Using Helm charts, we are deploying a cat-dog model service
hosted on a FastAPI server with loadbalancer and auto scaling capablity in AWS EKS
platform. Alongside, a backend service built with FastAPI
handles requests. The NextJS UI service
functions as the front-end interface for users. Additionally, a Redis caching service
is integrated to enhance performance.

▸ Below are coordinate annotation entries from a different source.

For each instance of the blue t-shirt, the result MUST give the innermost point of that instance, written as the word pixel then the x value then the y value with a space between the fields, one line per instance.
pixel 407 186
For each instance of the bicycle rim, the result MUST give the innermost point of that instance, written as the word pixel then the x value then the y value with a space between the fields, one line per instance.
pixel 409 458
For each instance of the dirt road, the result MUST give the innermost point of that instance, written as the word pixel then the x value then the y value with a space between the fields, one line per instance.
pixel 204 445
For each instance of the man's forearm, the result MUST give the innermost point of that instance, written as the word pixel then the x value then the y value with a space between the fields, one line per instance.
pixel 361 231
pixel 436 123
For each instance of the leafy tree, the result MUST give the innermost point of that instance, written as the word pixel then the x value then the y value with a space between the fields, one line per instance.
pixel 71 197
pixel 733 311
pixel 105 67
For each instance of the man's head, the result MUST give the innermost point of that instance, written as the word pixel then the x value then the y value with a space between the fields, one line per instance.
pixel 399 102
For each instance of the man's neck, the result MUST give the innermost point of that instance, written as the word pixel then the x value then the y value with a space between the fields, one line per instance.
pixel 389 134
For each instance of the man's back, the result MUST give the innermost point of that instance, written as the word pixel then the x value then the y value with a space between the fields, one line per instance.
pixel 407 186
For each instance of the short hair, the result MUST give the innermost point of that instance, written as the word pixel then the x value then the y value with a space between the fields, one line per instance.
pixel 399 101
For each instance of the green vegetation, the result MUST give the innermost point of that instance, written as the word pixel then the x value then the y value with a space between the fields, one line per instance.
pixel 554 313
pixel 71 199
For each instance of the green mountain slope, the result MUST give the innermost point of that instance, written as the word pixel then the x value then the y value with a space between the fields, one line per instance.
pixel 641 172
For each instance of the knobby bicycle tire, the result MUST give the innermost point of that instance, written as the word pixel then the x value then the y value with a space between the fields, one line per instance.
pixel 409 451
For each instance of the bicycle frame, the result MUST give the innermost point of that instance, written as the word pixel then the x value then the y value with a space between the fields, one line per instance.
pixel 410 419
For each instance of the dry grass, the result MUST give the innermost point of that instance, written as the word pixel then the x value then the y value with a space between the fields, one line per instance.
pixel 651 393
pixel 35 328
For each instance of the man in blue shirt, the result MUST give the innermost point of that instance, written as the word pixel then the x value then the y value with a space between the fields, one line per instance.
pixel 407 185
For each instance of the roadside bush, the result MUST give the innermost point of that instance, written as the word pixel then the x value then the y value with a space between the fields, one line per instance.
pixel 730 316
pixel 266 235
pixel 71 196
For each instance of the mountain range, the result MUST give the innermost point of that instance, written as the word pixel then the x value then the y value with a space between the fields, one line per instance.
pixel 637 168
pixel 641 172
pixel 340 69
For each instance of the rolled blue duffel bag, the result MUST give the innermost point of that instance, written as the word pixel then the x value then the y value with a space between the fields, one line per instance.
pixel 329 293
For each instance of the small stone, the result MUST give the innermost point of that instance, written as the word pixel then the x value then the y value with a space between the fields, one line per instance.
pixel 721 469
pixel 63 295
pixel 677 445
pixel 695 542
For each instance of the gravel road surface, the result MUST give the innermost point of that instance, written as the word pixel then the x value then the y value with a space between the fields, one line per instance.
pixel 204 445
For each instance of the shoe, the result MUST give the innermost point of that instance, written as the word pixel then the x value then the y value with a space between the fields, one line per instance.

Finally its exposed to internet with aws-loadbalancers
. Cluster autoscaling(CA
) and horizontal pod autoscaling(HPA
) is used for model-server
- You will be deploying the previous assignment with EKS with CA & HPA
- Before you begin changing anything, first create an Architecture Diagram
- Create HELM Chart for the entire deployment
- You must use helm to deploy this
- no k apply -f
- You must use ClusterAutoScaler, and HorizontalPodScaler
- Create an artificial load on the service
- Print the Latency of the Inference
- Log the HPA metrics, like we did in the session
- Your Pods and Nodes should automatically scale out and scale in when needed.
- What to Submit
- Github repository will all the above changes
- must have the helm chart
- Instructions to deploy your solution on EKS
- With all the EKSCTL commands
- must have the logs for HPA scaling out
- Outputs of
- kubectl get all -A -o yaml dump it to a single YAML file
- kubectl top pod before load
- kubectl top pod after load
- kubectl describe
- Inference latency before heavy load
- Inference latency while load
Note: You can refer class-work and develop the deployments stage by stage similar in session-15 class
Refer: class-work-readme for proper usage of classwork files
Note: it took 5$ for doing class work debugging and development and 6$ for assignment debugging and development.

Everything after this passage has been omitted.